The Crosby Arboretum is located in Picayune, Mississippi, United States, and is affiliated with Mississippi State University. It contains 64 acres (259,000 m^{2}) in its interpretive center, plus over 700 acres (2.8 km^{2}) in seven additional natural areas, sheltering over 300 species of indigenous trees and shrubs.

== History and landscape ==
The Arboretum project was initiated by Lynn Crosby Gammill and her husband Stewart Gammill along with her brother Osmond Crosby to honor their father, L. O. Crosby, Jr. (1907–1978), by conserving the region's biological diversity and showcasing plants native to the Pearl River drainage basin. The seven natural areas in Pearl River, Hancock, and Lamar counties were selected for diversity of vegetation, and are preserved and managed for research. These areas contain longleaf pine forests, slash pine hardwoods, sweet bay-tupelo-swamp bay, beech-magnolia, bald cypress-tupelo, bottomland hardwoods, hillside bogs, and savannas.

- Hillside Bog – 70 acres (283,000 m^{2}) of highly diverse habitat in northern Hancock County, including a hillside bog, longleaf pine, sweetbay-tupelo-swampbay, and longleaf pine-scrub oak.
- Dead Tiger Creek Hammock – 20 acres (81,000 m^{2}) of a low, non-alluvial, hardwood swamp, home to a variety of species including Coreopsis nudata and Macranthera flammea.
- Dead Tiger Creek Savanna – 20 acres (81,000 m^{2}) including a pine ridge, sloping bog area with several pitcher plant bogs that contain orchids and insect eating plants, and a flat savanna, containing most of the Mississippi holly species and 2 species of pitcher plant.
- Red Bluff – 320 acres (1.3 km^{2}) along Catahoula Creek, with a clear-water stream, sandy white beaches, oxbow lakes, titi-lined creek banks, open sandy areas, gum swamps, and dry pine woods.
- Talowah – 120 acres (486,000 m^{2}) of longleaf pine ridges, maintained by periodic burning, with hardwoods along the branch bottoms.
- Mill Creek – 20 acres (81,000 m^{2}) of mature beech-magnolia woodland. All five species of magnolia in the state are found here, as are beech, southern magnolia, swampbay, spruce pine, and yellow-poplar.
- Steep Hollow – A diverse and species-rich area with quaking bogs, longleaf pine slopes and ridges, and sweetbay-tupelo-swampbay areas.

== Pinecote Pavilion ==
The Arboretum is home to the Pinecote Pavilion designed by the late E. Fay Jones. Jones was an apprentice to Frank Lloyd Wright and followed many of Wright's design principles. The pavilion is one of the architectural jewels of Mississippi.

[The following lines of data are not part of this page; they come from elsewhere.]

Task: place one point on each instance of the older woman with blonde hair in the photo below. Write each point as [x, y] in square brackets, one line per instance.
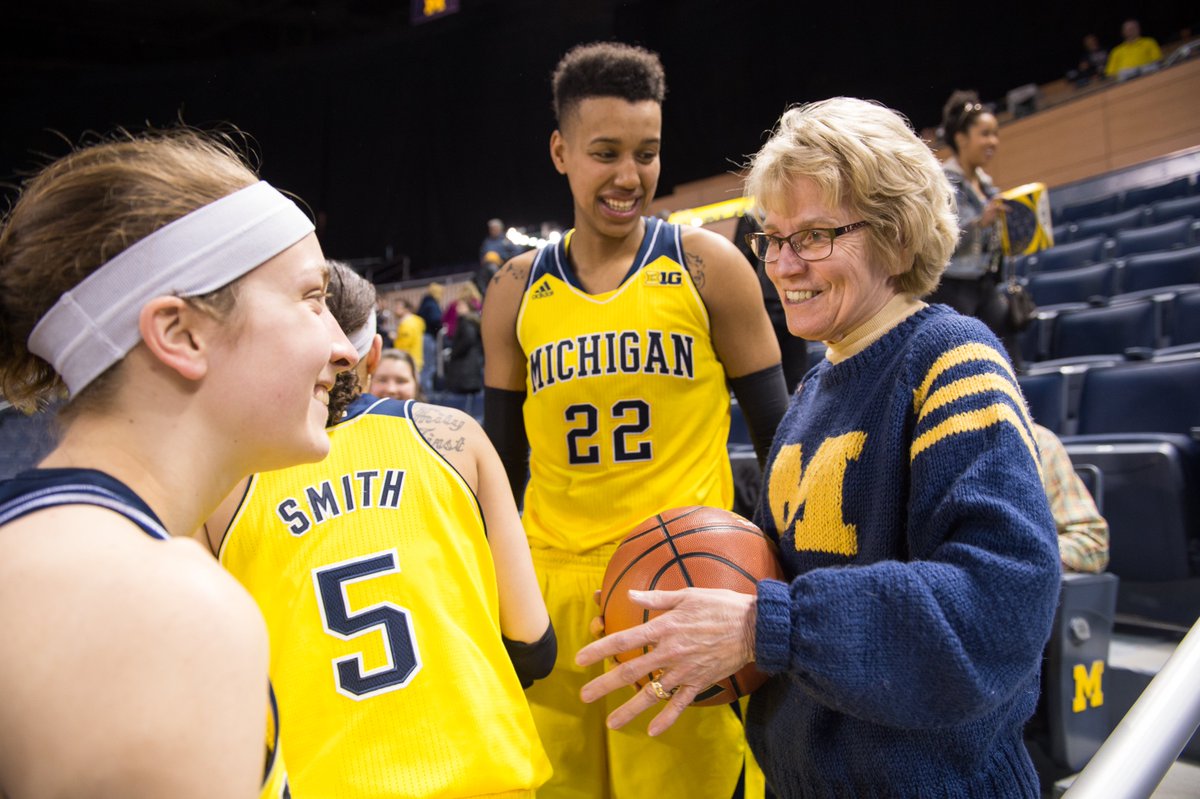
[904, 648]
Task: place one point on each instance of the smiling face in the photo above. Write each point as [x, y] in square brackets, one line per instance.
[825, 300]
[609, 150]
[280, 353]
[394, 378]
[978, 143]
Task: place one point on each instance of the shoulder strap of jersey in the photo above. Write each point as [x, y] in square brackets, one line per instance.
[81, 493]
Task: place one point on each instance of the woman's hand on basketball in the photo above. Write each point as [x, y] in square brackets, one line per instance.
[597, 626]
[703, 636]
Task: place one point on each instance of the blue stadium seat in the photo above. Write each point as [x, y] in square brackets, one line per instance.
[1063, 233]
[1168, 235]
[1109, 226]
[1135, 424]
[1146, 487]
[1161, 269]
[1068, 256]
[1045, 394]
[1074, 284]
[1087, 209]
[1147, 194]
[1175, 209]
[1111, 329]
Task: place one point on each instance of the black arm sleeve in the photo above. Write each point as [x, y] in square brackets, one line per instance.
[533, 661]
[504, 424]
[763, 400]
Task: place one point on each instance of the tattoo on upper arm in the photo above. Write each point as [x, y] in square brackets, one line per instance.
[513, 270]
[442, 427]
[695, 268]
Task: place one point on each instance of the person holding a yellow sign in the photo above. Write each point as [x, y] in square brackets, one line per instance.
[973, 275]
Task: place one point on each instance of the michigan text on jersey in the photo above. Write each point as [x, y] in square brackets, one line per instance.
[629, 352]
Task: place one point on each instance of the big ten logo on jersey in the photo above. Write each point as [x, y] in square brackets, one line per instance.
[663, 277]
[1089, 690]
[817, 490]
[355, 601]
[346, 494]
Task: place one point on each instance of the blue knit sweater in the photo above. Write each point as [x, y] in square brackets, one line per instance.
[905, 650]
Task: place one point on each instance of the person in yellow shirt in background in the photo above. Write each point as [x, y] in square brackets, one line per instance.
[1135, 50]
[409, 332]
[1083, 532]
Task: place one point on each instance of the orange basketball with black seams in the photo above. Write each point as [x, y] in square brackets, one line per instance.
[682, 547]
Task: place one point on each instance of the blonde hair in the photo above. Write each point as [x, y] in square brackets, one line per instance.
[82, 210]
[865, 156]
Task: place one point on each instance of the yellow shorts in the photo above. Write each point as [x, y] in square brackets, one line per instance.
[702, 756]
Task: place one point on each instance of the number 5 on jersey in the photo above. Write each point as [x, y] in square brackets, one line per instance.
[635, 418]
[390, 620]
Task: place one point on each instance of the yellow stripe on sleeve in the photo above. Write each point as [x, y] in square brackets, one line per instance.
[972, 385]
[973, 420]
[963, 354]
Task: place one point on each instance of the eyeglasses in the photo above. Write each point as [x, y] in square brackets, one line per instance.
[815, 244]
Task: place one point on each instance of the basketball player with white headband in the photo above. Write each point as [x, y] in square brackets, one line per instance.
[406, 540]
[181, 304]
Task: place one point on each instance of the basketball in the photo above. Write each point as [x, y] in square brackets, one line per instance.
[682, 547]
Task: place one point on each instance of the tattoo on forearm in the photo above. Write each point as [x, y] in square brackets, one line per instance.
[695, 268]
[511, 270]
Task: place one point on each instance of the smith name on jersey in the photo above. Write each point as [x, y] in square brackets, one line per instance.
[379, 488]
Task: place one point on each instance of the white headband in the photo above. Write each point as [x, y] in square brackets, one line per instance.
[95, 324]
[364, 336]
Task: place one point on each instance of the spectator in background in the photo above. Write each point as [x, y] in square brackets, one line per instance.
[465, 360]
[396, 377]
[387, 323]
[1083, 532]
[497, 242]
[409, 332]
[465, 625]
[793, 350]
[971, 280]
[1133, 53]
[1091, 64]
[905, 648]
[430, 311]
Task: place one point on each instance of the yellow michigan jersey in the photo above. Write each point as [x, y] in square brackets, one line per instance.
[627, 407]
[373, 572]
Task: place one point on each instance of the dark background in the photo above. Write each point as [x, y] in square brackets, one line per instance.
[406, 138]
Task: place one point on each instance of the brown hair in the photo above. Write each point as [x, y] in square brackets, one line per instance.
[606, 70]
[82, 210]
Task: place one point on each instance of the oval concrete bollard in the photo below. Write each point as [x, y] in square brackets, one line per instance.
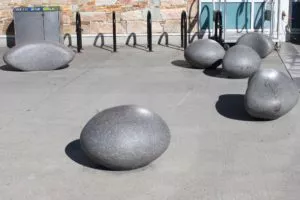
[125, 137]
[204, 53]
[270, 94]
[39, 56]
[241, 61]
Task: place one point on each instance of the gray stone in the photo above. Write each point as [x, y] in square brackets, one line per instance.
[270, 94]
[241, 61]
[204, 53]
[125, 137]
[262, 44]
[39, 56]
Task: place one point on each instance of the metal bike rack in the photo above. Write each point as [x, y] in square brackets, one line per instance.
[183, 30]
[78, 32]
[149, 31]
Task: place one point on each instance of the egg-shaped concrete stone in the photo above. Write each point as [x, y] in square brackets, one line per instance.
[241, 61]
[204, 53]
[39, 56]
[125, 137]
[270, 94]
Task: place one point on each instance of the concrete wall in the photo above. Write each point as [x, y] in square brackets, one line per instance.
[131, 16]
[96, 14]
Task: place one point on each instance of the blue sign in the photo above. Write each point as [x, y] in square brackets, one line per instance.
[36, 9]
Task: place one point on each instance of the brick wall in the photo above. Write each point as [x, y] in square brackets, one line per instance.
[96, 14]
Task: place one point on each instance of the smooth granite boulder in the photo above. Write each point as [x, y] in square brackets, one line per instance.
[39, 56]
[262, 44]
[241, 61]
[125, 137]
[270, 94]
[204, 53]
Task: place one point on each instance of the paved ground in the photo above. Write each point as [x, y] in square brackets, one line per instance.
[217, 151]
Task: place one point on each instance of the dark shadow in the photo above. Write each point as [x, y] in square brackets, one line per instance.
[166, 36]
[232, 106]
[243, 7]
[206, 25]
[100, 35]
[102, 44]
[10, 35]
[182, 63]
[217, 72]
[9, 68]
[194, 36]
[75, 153]
[68, 36]
[192, 20]
[63, 67]
[131, 35]
[297, 82]
[135, 45]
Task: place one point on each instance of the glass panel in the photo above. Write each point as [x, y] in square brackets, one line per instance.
[238, 15]
[260, 16]
[296, 15]
[206, 16]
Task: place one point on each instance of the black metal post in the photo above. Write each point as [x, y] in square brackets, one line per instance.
[164, 34]
[149, 30]
[218, 27]
[78, 32]
[181, 27]
[114, 32]
[183, 30]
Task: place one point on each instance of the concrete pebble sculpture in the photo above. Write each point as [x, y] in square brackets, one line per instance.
[241, 61]
[270, 94]
[125, 137]
[39, 56]
[204, 53]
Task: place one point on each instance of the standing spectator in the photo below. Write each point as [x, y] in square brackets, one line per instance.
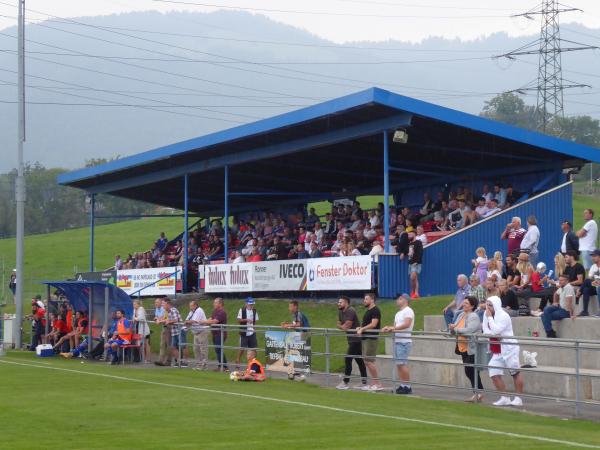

In 1991, Pinecote Pavilion has received an Honor award from the American Institute of Architects and secured Jones to win the AIA Gold Medal. Pinecote, the 64-acre Interpretive Center, was sensitively designed by consultants Andropogon Associates and site master planner Edward L. Blake, Jr. The design for Pinecote received a 1991 Honor award from the American Society of Landscape Architects (ASLA) and an ASLA Medallion Award (1999). Pinecote features walking journeys through 20 acres of biologically-enhanced savanna exhibits, 40 acres of woodland succession, and nearly 4 acres of created waterways.